Prices also gained as the dollar index, which tracks the currency against those of six major U.S. trading partners, fell 0.2 percent. A weaker dollar makes commodities more expensive for buyers outside the U.S., potentially increasing demand.
“The dollar is coming off a little bit and the equities are higher,” Rigolini said.
Gasoline, up 1.5 percent last week as inventories fell amid outages such as the Aug. 2 fire on a diesel hydrotreater at HollyFrontier Corp.’s Tulsa refinery, slipped today on speculation that more cargoes will arrive soon from Europe.
Gasoline for September delivery fell 0.88 cent, or 0.3 percent, to settle at $2.9222 a gallon on the Nymex, the first decline in three days.

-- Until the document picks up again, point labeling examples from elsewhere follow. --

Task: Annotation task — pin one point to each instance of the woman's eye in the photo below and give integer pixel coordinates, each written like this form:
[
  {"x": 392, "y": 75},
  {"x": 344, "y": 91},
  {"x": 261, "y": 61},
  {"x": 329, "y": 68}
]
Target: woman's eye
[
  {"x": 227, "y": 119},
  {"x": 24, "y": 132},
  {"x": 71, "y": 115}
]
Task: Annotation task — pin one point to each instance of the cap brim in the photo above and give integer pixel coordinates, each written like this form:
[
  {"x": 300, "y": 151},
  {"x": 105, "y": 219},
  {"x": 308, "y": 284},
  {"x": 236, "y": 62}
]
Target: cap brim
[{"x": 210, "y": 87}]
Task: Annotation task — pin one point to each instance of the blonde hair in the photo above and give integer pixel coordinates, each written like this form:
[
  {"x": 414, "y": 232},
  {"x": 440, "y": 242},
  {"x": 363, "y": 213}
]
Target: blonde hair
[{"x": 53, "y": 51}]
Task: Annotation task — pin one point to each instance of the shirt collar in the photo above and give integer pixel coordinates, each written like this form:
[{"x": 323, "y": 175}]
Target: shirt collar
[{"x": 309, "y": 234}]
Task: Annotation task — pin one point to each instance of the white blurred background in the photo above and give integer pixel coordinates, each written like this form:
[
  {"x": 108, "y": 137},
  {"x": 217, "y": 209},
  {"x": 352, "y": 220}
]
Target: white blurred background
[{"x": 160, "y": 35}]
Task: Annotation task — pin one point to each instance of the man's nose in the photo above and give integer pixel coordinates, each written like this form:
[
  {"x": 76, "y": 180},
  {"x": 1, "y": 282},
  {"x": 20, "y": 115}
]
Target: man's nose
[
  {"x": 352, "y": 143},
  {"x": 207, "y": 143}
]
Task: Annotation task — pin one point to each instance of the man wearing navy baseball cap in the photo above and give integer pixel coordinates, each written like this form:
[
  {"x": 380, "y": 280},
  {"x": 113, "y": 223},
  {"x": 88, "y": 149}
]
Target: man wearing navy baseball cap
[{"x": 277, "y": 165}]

“At the end of last week, prices were running away from the complex with the fire at the Holly refinery and the draw in gasoline,” said Hamza Khan, an analyst at the Schork Group Inc., a consulting company in Villanova, Pennsylvania. “This is just a pullback and a correction.”
A fluid catalytic cracker has been started up at Sunoco Inc.’s Philadelphia refinery, which serves New York Harbor, the delivery point for the Nymex gasoline contract.
The September contract’s premium to October gasoline narrowed 1.34 cents to 20.49 cents.
“September/October went nuts last week,” said Andrew Lebow, a senior vice president at Jefferies Bache LLC in New York. “Sunoco is up and cargoes are coming as well.”
Regular gasoline at the pump, averaged nationwide, rose 0.9 cent to $3.619 a gallon yesterday, AAA data showed. That’s the highest price since May 30. Prices have fallen 8.1 percent from a 2012 high of $3.936 on April 4, according to AAA, the nation’s largest motoring organization.